IN A SHOCKING DEVELOPMENT CARDIFF COUNCIL’S TREE OFFICER HAS CALLED FOR ALMOST ALL THE MATURE TREES ON THE SUFFOLK HOUSE SITE TO BE FELLED – DESPITE THEM BEING SPECIFICALLY UNDER CONSERVATION AREA STATUS
Members of Cardiff council’s planning committee will decide the fate of the trees this Wednesday (13 February). In a report to the committee the tree officer raised no objections to the proposals of greedy develoopers Quin and Co to fell the trees and wrote:
Under the current iteration, a total of x12 new trees will be planted comprising x2 of ultimately spreading form (Ostrya carpinifolia, Tilia tomentosa ‘Brabant’) x3 of naturally fastigiated form (Acer lobelii), x4 fastigiated cultivars (Liquidambar styraciflua ‘Slender Silhouette’, Fagus orientalis ‘Iskander’) and x3 upright trees (Ginkgo biloba ‘Magyar’, Malus trilobata). Of these, the Fagus, Ostrya, Tilia and Ginkgo are best described as large trees and the Acer, Liquidambar and Malus as medium-large, and taken with the existing retained trees (holm oak, weeping lime and Lawson’s cypress), the tree-scape will be diverse in terms of species and form.

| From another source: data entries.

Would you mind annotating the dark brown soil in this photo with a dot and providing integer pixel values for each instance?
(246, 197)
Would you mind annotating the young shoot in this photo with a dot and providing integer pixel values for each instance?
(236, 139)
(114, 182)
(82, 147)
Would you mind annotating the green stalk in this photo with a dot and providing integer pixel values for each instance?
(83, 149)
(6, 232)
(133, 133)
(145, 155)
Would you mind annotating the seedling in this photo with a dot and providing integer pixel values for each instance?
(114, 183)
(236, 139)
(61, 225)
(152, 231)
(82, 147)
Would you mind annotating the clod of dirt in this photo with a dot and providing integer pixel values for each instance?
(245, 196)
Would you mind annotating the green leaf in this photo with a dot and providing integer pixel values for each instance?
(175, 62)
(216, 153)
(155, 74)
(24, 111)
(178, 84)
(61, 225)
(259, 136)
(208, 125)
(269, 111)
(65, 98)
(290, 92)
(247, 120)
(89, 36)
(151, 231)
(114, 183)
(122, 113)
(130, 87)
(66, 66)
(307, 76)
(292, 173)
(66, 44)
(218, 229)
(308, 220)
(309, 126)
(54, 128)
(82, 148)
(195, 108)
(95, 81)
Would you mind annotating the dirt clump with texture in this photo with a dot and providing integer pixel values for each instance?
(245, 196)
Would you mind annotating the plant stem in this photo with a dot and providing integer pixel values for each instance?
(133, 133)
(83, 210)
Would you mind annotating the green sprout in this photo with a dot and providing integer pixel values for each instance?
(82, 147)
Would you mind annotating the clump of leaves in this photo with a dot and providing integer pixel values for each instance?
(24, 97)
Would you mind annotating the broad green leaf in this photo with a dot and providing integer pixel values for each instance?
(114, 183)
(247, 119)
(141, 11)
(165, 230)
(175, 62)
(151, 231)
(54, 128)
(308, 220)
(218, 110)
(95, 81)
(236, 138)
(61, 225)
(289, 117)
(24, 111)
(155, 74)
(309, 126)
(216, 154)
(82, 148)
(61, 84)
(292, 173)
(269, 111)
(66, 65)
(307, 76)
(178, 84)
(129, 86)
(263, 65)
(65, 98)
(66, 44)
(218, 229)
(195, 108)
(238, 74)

In terms of numbers and diversity the proposed planting more than offsets the loss and therefore could reasonably be considered to enhance the character of the Conservation Area. What the planting does not do is preserve the character of the Conservation Area as it is currently defined by the spreading beech and lime on the Romilly Road frontage. However, the style of planting is well-suited to the dwellings proposed, and the combined impact in terms of the trees proposed and the retained trees adds up to the same or greater in terms of overall ultimate canopy cover. A line of fastigiated trees set back from the boundary in sufficient root available soil should thrive without conflicting with the dwellings or boundary wall, and will have been designed at the same time as the dwellings, whereas the current tree-scape seems to have no clear, harmonious relationship with the existing built form, both elements functioning separately rather than as a whole.
The anonymous author of the reports makes the following claim:
Taking the above into consideration and when considering that the proposal seeks to bring a vacant locally listed villa, which is in a poor state or repair, back into beneficial use, the removal of the trees, is on balance, considered acceptable, subject to the replacement landscaping provisions proposed.
Local resident Ceri Williams said:
“It is disgraceful that a so-called ‘tree officer’ should recommend the destruction of over 15 mature trees in a conservation area. I have every faith that the members of the planning committee will over turn this appalling recommendation.”
The planning committee will take its decision at 10.30am in County Hall, Cardiff on Wednesday 13 February. Concerned members of the public are encouraged to attend.